Page 65 of Devil's Debt


Font Size:  

Her body shudders, and she shifts against me.

“Until you learn to stay safe, and not go running out into the world. It’s a dangerous place for a woman like you.”

“A woman like me?” There’s a challenge in her tone, and she pulls away, pushing her hands against my chest. I let her, but keep my arms locked around her.

“You’re mine,” I reply, and the words are so final that they echo in the space between us. Katy’s mouth opens and then closes, her expression going thoughtful.

“Do you mean that?” She asks, her voice soft, and I know I’ve made a mistake.

I want to tell her, no, that I was wrong. But I can’t. I’ve put us on this path, with my hubris and arrogance, thinking I could flout the laws of existence.

She’ll learn, but it’ll be too late.

I’ve already doomed us both by loving her.

I am a fool. I will hang for it, but before that, she will be destroyed in front of me to punish me. Nothing good comes of the god of souls falling for a human, and now, when I’ve finally done it, the whole universe is going to make sure I pay.

“Of course, I mean it,” I murmur, and it’s not a lie. The truth is, the moment I saw her, I knew.

She’s the one. The one woman I would die for. The woman I would let die for me.

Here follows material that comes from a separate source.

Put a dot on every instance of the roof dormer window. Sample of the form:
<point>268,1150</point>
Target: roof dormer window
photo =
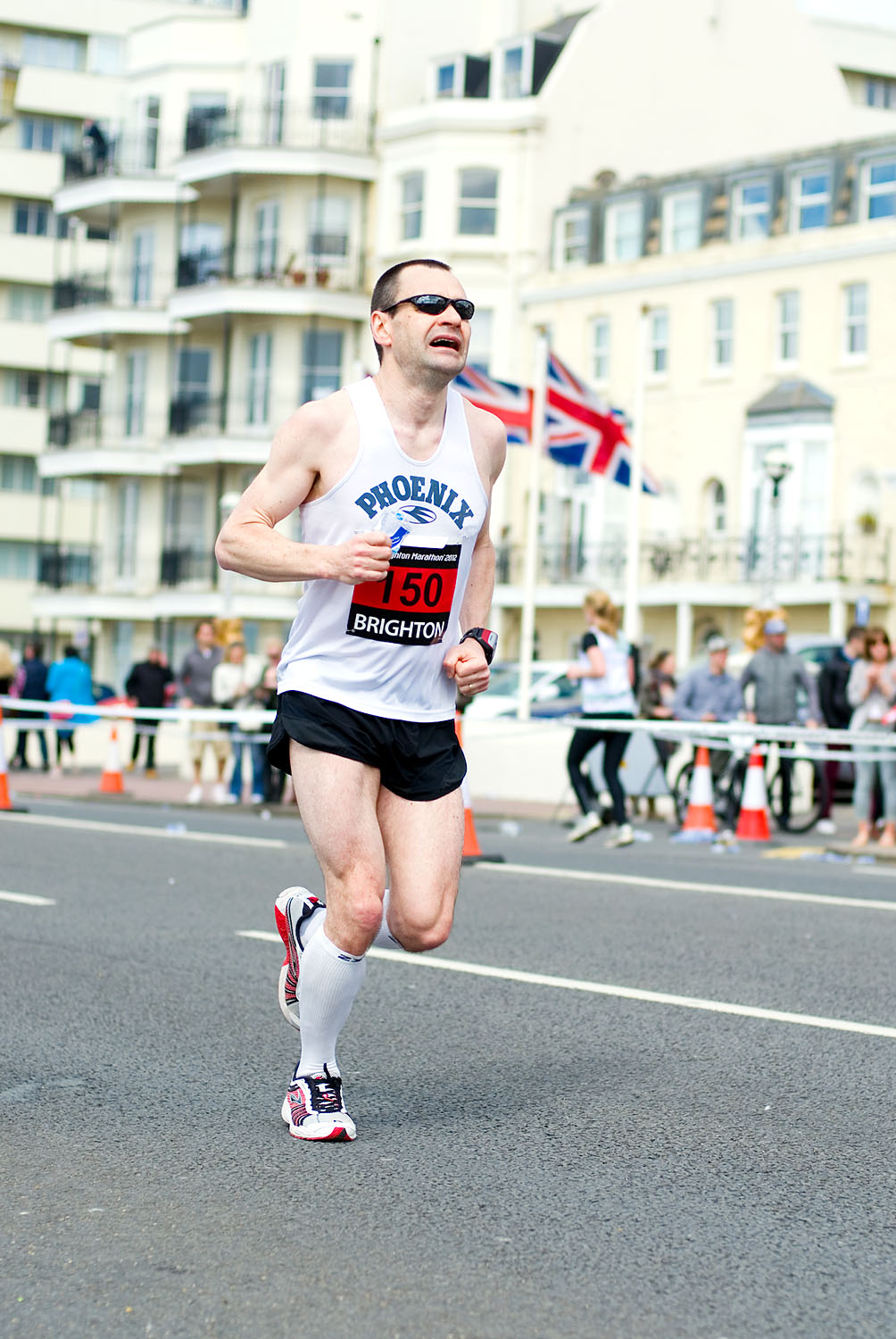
<point>516,70</point>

I kiss her again, chasing those thoughts of tomorrow away. Every day stretches out in the mortal realm, and I can pretend for a little while longer that the future is not going to come to pass.

As I slide inside her, the tight heat of her body embracing me, I wonder if... maybe... it’s worth it.

But then her eyes open, and I see everything I’ve ever wanted in them, and I know it is.

I wonder if I’ll still feel like that later.

25

Katy

For the second time in a week, I’m waking up in Hadrion’s bed.

But this time, when the sun’s fingers stretch over the sheets, I’m not by myself.

At least, I shouldn’t be. I reach out, my questing hand finding... nothing but empty cool bedding. I sit up with a jerk, and no, I’m not mistaken.

The room is empty and silent, except for me. Instantly, it feels like my heart is crumbling in on itself.

What did I expect? He’s a god, I’m a human.

It was just sex; I remind myself, but even as I think that, the lie in it stings.

Feeling upside down, my chest caved in, I get out of bed and see there’s clothing laid out at the end of it. My eyes sting, my lower lip trembling, and I hate how stupid I was. Of course, it wasn’t more to him. Why would I be? I’m just a vessel, a blood bag, meant to guide him to retake his throne.

How the hell am I so stupid?!

I grab the t-shirt, yanking it over my head angrily, and pull on the underthings and loose jeans. Also, Hadrion is a jerk. A Grade A asshole. I hop on one foot, shoving the other into a sock so hard that I nearly miss the opening of the sock and smack my foot on the metal frame of the bed. I miss by an inch and hiss. I don’t need physical pain to add to my misery right now. It already feels like he’s carved out my heart with his fingernails.

There’s a knock at the bedroom door, and it cracks open. Elenora bumps her hip against the door and enters, a tray in her hands.

Always with the tray. Always with the food. Hadrion gives me everything, clothing like I could never afford, the perfect job with co-workers I actually like and who like me, a servant who is around just to prepare me food that I love, the best goddamn night of my goddamn life—

“Miss?” Elenora’s polished voice is gentle, and as she looks at me, I realize she’s sizing me up a bit like I’m a feral horse and she’s not sure if I’m going to bite or kick. “Are you?”

“Do not,” I snap, “do not ask me if I’m okay. I am not okay.” It’s not like she’s clueless. Who else laid clothing out for me to wear? Obviously it was her, creeping in, silent and unassuming. It’s not like Hadrion would have debased himself to pick out clothing, and make sure they were perfectly uncreased on top of everything.